Coffee Break 1/3/2022


  • China’s manufacturing activity continued to expand, by a slim margin. The official manufacturing purchasing managers’ index (PMI) rose to 50.3 in December, up from 50.1 in November.
  • In the US, regional pricing data already published so far for December – New York, Philadelphia, Dallas and Kansas City – showed less inflationary data points but CPI will remain hot for the next two prints.
  • The Omicron variant cast gloom over festivities for a second year as larger cities had to call off New Year celebrations. In the US, the rising wave caused disruptions, including airline cancellations.
  • China called for tighter restrictions to control an outbreak in Xi’an, pointing to the challenges of holding the COVID-19 zero line against the spread of Omicron.
  • 2021 ends with oil, a risk-on asset class, posting its biggest annual gain in 12 years spurred by the global economic recovery from the COVID-19 slump.



  • The first week of the year kicks off with a bang as there is plenty of economic data scheduled for release, including the US job report which should confirm rapid progress towards full employment.
  • Preliminary data on inflation in the euro zone will be released, with energy cost as a major contributor.
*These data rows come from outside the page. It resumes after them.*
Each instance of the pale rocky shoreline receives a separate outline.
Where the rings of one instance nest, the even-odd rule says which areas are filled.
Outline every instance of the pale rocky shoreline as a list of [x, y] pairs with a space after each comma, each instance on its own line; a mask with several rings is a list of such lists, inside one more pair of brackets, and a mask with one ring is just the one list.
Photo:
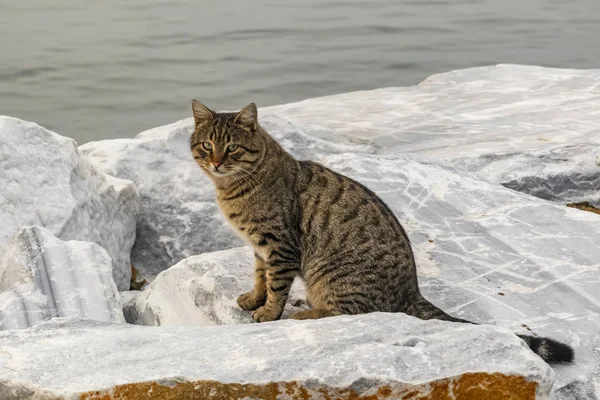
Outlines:
[[0, 399], [600, 398], [600, 215], [566, 206], [600, 206], [600, 70], [453, 71], [259, 120], [378, 193], [424, 295], [489, 325], [288, 320], [301, 282], [284, 320], [251, 323], [235, 304], [251, 251], [191, 157], [191, 118], [77, 147], [0, 117]]

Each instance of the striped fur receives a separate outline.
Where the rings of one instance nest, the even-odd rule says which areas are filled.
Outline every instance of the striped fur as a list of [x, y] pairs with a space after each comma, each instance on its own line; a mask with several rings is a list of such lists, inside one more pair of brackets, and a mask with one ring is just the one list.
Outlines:
[[[375, 193], [295, 160], [259, 125], [254, 104], [216, 113], [194, 100], [192, 109], [194, 158], [214, 182], [225, 217], [255, 249], [254, 288], [238, 298], [255, 321], [281, 317], [299, 275], [312, 309], [297, 319], [383, 311], [469, 322], [421, 295], [408, 236]], [[523, 339], [547, 361], [573, 358], [567, 345]]]

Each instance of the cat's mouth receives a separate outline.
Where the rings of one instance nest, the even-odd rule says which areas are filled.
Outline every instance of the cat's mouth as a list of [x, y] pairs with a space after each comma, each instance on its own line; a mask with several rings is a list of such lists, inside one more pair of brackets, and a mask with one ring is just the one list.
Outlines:
[[209, 172], [212, 175], [218, 176], [218, 177], [223, 177], [223, 176], [231, 175], [231, 171], [224, 170], [224, 169], [217, 169], [214, 166], [209, 168]]

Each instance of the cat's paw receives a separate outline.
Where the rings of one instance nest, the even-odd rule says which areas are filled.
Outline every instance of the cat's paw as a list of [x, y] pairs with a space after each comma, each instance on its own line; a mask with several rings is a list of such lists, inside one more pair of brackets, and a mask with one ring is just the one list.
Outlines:
[[279, 319], [279, 317], [281, 317], [281, 311], [267, 306], [261, 307], [252, 313], [252, 319], [256, 322], [275, 321]]
[[256, 310], [257, 308], [265, 304], [265, 298], [257, 298], [254, 292], [248, 292], [242, 294], [237, 298], [238, 306], [243, 310]]

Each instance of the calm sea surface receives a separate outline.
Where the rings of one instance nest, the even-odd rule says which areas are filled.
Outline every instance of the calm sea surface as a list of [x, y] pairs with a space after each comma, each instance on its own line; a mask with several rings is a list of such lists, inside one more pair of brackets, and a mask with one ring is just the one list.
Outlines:
[[79, 143], [496, 63], [600, 68], [600, 0], [0, 0], [0, 114]]

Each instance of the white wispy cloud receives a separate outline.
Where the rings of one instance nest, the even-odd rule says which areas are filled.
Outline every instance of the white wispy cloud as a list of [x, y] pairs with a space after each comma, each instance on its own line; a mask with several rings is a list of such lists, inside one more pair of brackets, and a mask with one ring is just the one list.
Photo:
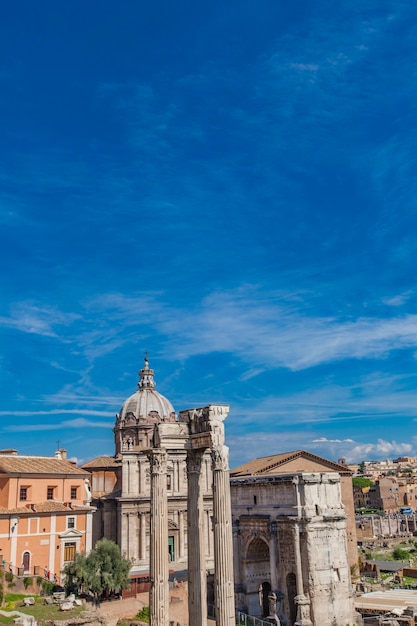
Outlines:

A peak is expected early this year in the area while in the US, it is expected to happen a few months later.
  • December PMI figures will shed some light on the recent evolution of manufacturing and services activity, amid tentatively easing supply constraints and the Omicron wave.
  • This current wave is different as the Omicron variant is notable for its rapid transmission, as well as its reduced virulence.
  • Bilateral US-Russia talks will take place in Geneva on January 9-10, followed by a Russia-NATO Council meeting in Brussels two days later and negotiations in Vienna within the OSCE framework.


  • Core scenario
    • We continue to see upside and downside risks for risky assets into year-end, but we are more constructive for 2022.
    • Our central scenario is that the economic recovery will continue, far from being at the end of the cycle (GDP +3.9% in the US and +4.3% in the euro zone in 2022, +4.9% in China). With cautious central banks, “TINA” will continue to prevail in the months to come and support equities.
    • We have to navigate between bullish and bearish risks on equities as volatility has increased and year-end liquidity will be scarce.
    • Beyond concerns about the Omicron variant, we believe that the medium-term context remains positive for equities, value stocks and assets and short duration on fixed income.
  • Risks
    • First and foremost, the coronavirus infections, due to the Delta and more recently Omicron variants, and lower temperatures in the northern hemisphere underline the risk of a stop-and-go in economic restrictions.
    • Second, supply side constraints are numerous and will last longer than expected. A situation of extreme supply tension could also eventually impact not only economic growth but also corporate earnings’ growth.
    • Third, a brutal, faster-than-anticipated rate tightening in US financial conditions - if inflationary pressures increase and/or persist - could jeopardize the recovery


Strong economic performance should continue into 2022, with growth of around 4% both in the United States and in the euro zone and close to 5% in China. We expect supply and demand will gradually rebalance in an above-potential growth context in major developed economies. As strong demand faces pandemic-related supply bottlenecks, tensions arise and are leading to higher prices. Hence, inflation should remain uncomfortably elevated, at least during the winter months. We expect the beginning of a Fed rate hike cycle to be a very delicate time, during which we prefer keeping a short duration. For equity markets, the context of a potential yield curve steepening combined with above-potential growth leads us to begin 2022 with a constructive stance on Equities, mainly via the euro zone and Emerging markets.



The shifts in economic and inflationary regimes will call for a dynamic equity allocation. As we prepare for Q1 2022, inflation should peak and bottlenecks start to ease. We will focus on value and risky assets until growth shows resilience and inflation decelerates. We recently increased our exposure to equities.

  1. We have exposure to assets related to the post-COVID rebound/recovery
    Overweight equities, underweight bonds. Within equities, preference for European and Emerging Markets through China-A onshore stocks, then Japanese and US equities.
    Underweight government bonds, keeping a short duration. We focus on the source of the highest carry, i.e. emerging debt. We stay neutral European investment grade credit, we downgrade US investment grade. We have a currency exposure to the NOK.
  2. Positive stance on financials, materials and energy – assuming that Q1 2022 sees inflation peaking and bottlenecks easing.
  3. In our core long-term thematics: tech&innovation, healthcare and climate, as they reveal high growth potential.